How to translate private-sector experience to social impact

After five years running everything from procurement to distribution to licensing in the UK arm of Nando’s, a South African fast-food chain with more than 1,200 locations in 30 countries, South Africa-born Gary Campbell thought he knew the business of large-scale food delivery inside and out. But in 2007, when he and former Nando’s colleague Charles Luyckx launched a nonprofit called FUEL Trust to help fix South Africa’s failing school feeding program (in one province, 5,000 schools had received no food for three months), the pair quickly became, as he puts it, “quite unstuck.”

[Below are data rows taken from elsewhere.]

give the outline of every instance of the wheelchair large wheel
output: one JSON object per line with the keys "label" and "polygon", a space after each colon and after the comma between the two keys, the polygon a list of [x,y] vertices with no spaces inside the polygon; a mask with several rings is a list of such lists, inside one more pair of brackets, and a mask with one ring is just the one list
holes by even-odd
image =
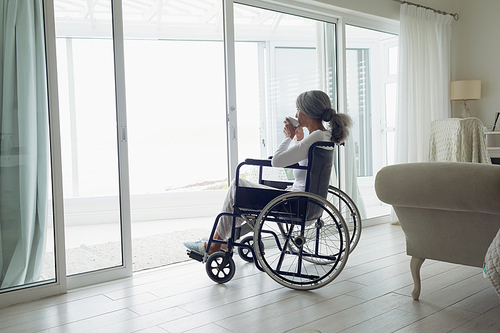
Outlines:
{"label": "wheelchair large wheel", "polygon": [[[313,219],[310,211],[315,211]],[[276,282],[292,289],[316,289],[344,268],[349,232],[332,203],[316,194],[290,192],[273,199],[259,214],[254,249],[260,266]]]}
{"label": "wheelchair large wheel", "polygon": [[349,230],[350,252],[358,245],[361,237],[361,214],[352,199],[335,186],[328,187],[327,200],[340,212]]}
{"label": "wheelchair large wheel", "polygon": [[214,252],[205,263],[207,275],[217,283],[226,283],[234,277],[236,265],[231,254]]}

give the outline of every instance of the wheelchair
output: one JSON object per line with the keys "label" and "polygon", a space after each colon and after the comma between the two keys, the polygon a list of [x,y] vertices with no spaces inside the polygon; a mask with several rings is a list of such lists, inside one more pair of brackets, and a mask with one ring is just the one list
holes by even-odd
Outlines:
{"label": "wheelchair", "polygon": [[[233,212],[217,215],[207,242],[207,248],[219,243],[227,245],[227,250],[211,255],[188,250],[189,257],[205,263],[207,275],[217,283],[226,283],[235,275],[234,248],[243,260],[253,262],[285,287],[312,290],[333,281],[361,235],[356,205],[346,193],[329,185],[334,148],[333,142],[316,142],[309,148],[307,166],[286,167],[305,170],[305,192],[286,191],[290,182],[263,179],[264,168],[272,167],[269,159],[240,163]],[[259,183],[272,189],[238,186],[245,165],[258,167]],[[222,216],[232,217],[227,241],[213,238]],[[244,220],[239,227],[236,218]]]}

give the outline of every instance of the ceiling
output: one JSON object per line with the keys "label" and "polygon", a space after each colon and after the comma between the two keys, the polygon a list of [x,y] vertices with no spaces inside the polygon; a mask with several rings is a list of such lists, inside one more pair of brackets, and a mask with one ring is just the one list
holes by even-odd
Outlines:
{"label": "ceiling", "polygon": [[[59,31],[99,35],[102,29],[110,30],[111,0],[54,0],[54,6]],[[175,37],[196,31],[222,37],[221,0],[123,0],[122,8],[125,32],[132,36]],[[297,37],[316,29],[314,20],[239,4],[234,6],[234,20],[236,27],[258,35]]]}

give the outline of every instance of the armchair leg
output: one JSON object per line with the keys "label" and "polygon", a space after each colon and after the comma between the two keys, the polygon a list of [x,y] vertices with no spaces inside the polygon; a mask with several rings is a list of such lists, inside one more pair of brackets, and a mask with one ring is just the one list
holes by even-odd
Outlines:
{"label": "armchair leg", "polygon": [[413,297],[414,300],[418,300],[418,297],[420,296],[420,267],[422,267],[422,264],[424,263],[425,259],[422,258],[417,258],[417,257],[411,257],[410,260],[410,271],[411,271],[411,276],[413,277],[413,291],[411,292],[411,296]]}

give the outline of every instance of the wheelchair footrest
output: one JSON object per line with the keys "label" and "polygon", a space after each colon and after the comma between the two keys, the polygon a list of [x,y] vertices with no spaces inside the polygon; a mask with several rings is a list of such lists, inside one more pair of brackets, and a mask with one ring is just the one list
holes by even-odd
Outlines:
{"label": "wheelchair footrest", "polygon": [[187,251],[187,254],[189,258],[198,260],[198,261],[203,261],[203,254],[196,252],[196,251]]}

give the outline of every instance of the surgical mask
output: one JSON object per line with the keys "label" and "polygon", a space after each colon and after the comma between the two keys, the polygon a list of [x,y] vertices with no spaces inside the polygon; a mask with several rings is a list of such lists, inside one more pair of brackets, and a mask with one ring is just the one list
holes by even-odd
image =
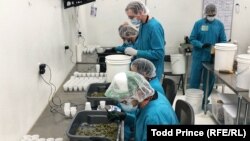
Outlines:
{"label": "surgical mask", "polygon": [[132,45],[133,42],[132,42],[131,40],[125,40],[125,41],[124,41],[124,44],[126,44],[126,45]]}
{"label": "surgical mask", "polygon": [[131,45],[131,44],[132,44],[132,41],[125,40],[125,41],[124,41],[124,44],[126,44],[126,45]]}
{"label": "surgical mask", "polygon": [[207,20],[209,21],[209,22],[212,22],[212,21],[214,21],[214,19],[215,19],[215,17],[207,17]]}
{"label": "surgical mask", "polygon": [[137,105],[134,107],[132,104],[123,104],[123,103],[120,103],[122,109],[126,112],[134,112],[136,111],[137,109]]}
{"label": "surgical mask", "polygon": [[139,24],[141,24],[141,21],[138,20],[138,19],[136,19],[136,18],[133,18],[133,19],[131,19],[131,23],[132,23],[133,25],[139,25]]}

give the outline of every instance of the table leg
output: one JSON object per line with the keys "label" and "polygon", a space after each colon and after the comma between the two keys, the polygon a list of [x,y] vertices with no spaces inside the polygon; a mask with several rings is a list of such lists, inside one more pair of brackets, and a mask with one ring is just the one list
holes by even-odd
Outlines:
{"label": "table leg", "polygon": [[236,124],[237,125],[239,125],[241,104],[242,104],[242,96],[239,95],[238,96],[238,104],[237,104],[237,115],[236,115]]}
{"label": "table leg", "polygon": [[209,70],[207,70],[207,80],[206,80],[206,91],[205,91],[205,99],[204,99],[204,114],[207,114],[207,99],[208,99],[208,92],[209,92]]}
{"label": "table leg", "polygon": [[185,76],[184,76],[184,89],[186,90],[187,89],[187,78],[188,78],[188,55],[186,55],[186,72],[185,72]]}
{"label": "table leg", "polygon": [[225,93],[225,85],[222,84],[222,93],[224,94]]}
{"label": "table leg", "polygon": [[244,115],[244,124],[247,124],[247,116],[248,116],[248,103],[246,104],[245,108],[245,115]]}

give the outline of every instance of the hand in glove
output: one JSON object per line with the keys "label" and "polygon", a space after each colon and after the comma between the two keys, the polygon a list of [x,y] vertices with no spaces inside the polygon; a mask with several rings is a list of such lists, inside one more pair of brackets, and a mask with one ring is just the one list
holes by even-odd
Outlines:
{"label": "hand in glove", "polygon": [[210,43],[203,44],[202,48],[210,48],[212,45]]}
{"label": "hand in glove", "polygon": [[127,47],[124,52],[125,54],[131,55],[131,56],[137,55],[137,50],[132,47]]}
{"label": "hand in glove", "polygon": [[124,120],[126,118],[126,113],[124,112],[118,112],[118,111],[112,111],[112,112],[107,111],[107,112],[108,112],[107,114],[108,120],[111,122],[117,120]]}

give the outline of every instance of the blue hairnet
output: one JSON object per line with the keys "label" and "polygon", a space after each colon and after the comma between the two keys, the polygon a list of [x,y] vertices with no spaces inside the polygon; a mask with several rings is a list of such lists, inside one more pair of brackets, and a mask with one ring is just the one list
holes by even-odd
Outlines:
{"label": "blue hairnet", "polygon": [[156,76],[156,69],[154,64],[144,58],[138,58],[131,63],[131,68],[135,68],[136,72],[140,73],[144,77],[153,78]]}
{"label": "blue hairnet", "polygon": [[206,15],[215,15],[217,13],[217,8],[214,4],[208,4],[205,8]]}

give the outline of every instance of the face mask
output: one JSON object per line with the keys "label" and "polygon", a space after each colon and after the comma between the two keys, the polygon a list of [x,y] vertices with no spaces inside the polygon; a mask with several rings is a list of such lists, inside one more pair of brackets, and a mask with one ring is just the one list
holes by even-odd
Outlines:
{"label": "face mask", "polygon": [[207,17],[207,20],[210,22],[214,21],[214,19],[215,19],[215,17],[209,17],[209,16]]}
{"label": "face mask", "polygon": [[131,41],[128,41],[128,40],[125,40],[125,41],[124,41],[124,44],[126,44],[126,45],[131,45],[132,42],[131,42]]}
{"label": "face mask", "polygon": [[135,106],[135,107],[133,107],[133,105],[132,104],[123,104],[123,103],[120,103],[121,104],[121,107],[122,107],[122,109],[124,110],[124,111],[126,111],[126,112],[133,112],[133,111],[136,111],[136,109],[137,109],[137,107],[138,106]]}
{"label": "face mask", "polygon": [[141,24],[141,21],[138,20],[138,19],[136,19],[136,18],[133,18],[133,19],[131,20],[131,23],[132,23],[133,25],[139,25],[139,24]]}

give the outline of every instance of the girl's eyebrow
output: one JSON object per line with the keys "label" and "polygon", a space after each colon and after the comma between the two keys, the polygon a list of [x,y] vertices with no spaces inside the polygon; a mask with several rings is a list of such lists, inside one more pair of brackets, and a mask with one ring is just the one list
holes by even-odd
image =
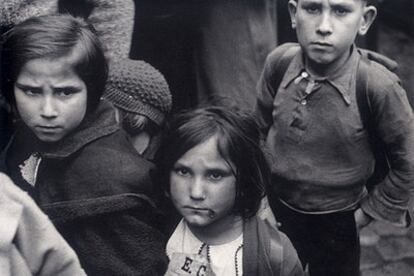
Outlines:
{"label": "girl's eyebrow", "polygon": [[68,86],[54,86],[53,90],[55,91],[72,91],[72,92],[78,92],[81,91],[82,88],[78,87],[78,86],[72,86],[72,85],[68,85]]}
{"label": "girl's eyebrow", "polygon": [[[18,83],[15,82],[15,85],[17,86],[17,88],[21,89],[21,90],[35,90],[35,89],[40,89],[39,86],[34,86],[34,85],[30,85],[30,84],[22,84],[22,83]],[[54,90],[71,90],[71,91],[78,91],[81,90],[81,88],[77,85],[62,85],[62,86],[53,86],[52,87]]]}
{"label": "girl's eyebrow", "polygon": [[172,168],[177,168],[177,167],[185,167],[185,168],[188,168],[188,166],[186,164],[176,161],[173,164]]}
{"label": "girl's eyebrow", "polygon": [[15,83],[15,86],[19,88],[22,91],[32,91],[35,93],[41,93],[42,89],[38,86],[28,85],[28,84],[21,84],[21,83]]}
{"label": "girl's eyebrow", "polygon": [[30,84],[22,84],[22,83],[19,83],[19,82],[15,82],[14,83],[14,85],[15,86],[17,86],[19,89],[36,89],[36,88],[39,88],[38,86],[33,86],[33,85],[30,85]]}

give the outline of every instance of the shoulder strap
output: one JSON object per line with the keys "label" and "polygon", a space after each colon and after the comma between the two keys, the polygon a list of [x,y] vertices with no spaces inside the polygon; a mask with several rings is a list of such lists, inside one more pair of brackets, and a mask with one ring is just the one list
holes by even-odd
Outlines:
{"label": "shoulder strap", "polygon": [[385,145],[380,139],[376,131],[376,125],[374,121],[374,114],[370,104],[370,91],[369,91],[369,57],[361,56],[358,65],[358,72],[356,77],[356,101],[358,105],[359,114],[364,128],[368,132],[369,142],[372,152],[375,157],[374,172],[367,180],[366,186],[368,190],[371,190],[376,184],[381,182],[389,171],[389,162],[385,151]]}
{"label": "shoulder strap", "polygon": [[368,98],[368,66],[370,61],[361,56],[358,64],[358,72],[356,77],[356,101],[361,116],[363,126],[368,130],[368,133],[372,133],[372,122],[370,118],[371,105]]}
{"label": "shoulder strap", "polygon": [[274,68],[272,79],[270,80],[271,86],[275,89],[274,97],[276,96],[277,90],[279,89],[280,83],[282,82],[283,77],[285,76],[286,70],[288,69],[290,62],[300,49],[298,44],[291,44],[292,45],[289,48],[287,48],[287,50],[282,54],[282,56],[278,60]]}

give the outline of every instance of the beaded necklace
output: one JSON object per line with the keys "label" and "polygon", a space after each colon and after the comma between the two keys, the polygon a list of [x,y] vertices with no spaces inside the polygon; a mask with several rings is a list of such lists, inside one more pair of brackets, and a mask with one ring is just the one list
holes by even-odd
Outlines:
{"label": "beaded necklace", "polygon": [[[206,244],[206,243],[202,243],[200,246],[200,249],[198,250],[198,255],[201,255],[201,253],[203,252],[204,248],[206,248],[206,253],[207,253],[207,262],[209,264],[211,264],[211,258],[210,258],[210,245]],[[234,268],[236,271],[236,276],[239,276],[239,264],[237,262],[237,254],[239,253],[239,251],[243,248],[243,244],[240,244],[239,247],[237,247],[236,252],[234,253]]]}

They soon realized that FUEL’s top-down plan—to work with a handful of people to influence providers and procurement systems—would not succeed in a system of 20,000 schools in nine provinces. Instead, the colleagues turned their plan on its head: they implemented a change management strategy by working with the 500 government employees tasked with holding schools accountable for serving nutritious on-time meals every day. The approach paid off: In 2009, just 55 percent of primary schools in South Africa’s North West Province were serving a nutritious meal before the 10 a.m. target. By 2016, that figure had risen to 82 percent.

"As with many leaders with a business background, they learned that social sector work calls for agility and willingness to adapt,” said Aprile Age, executive director of the McNulty Foundation, which recognizes and supports breakthrough leaders who have turned private sector talents and resources toward tackling tough global problems.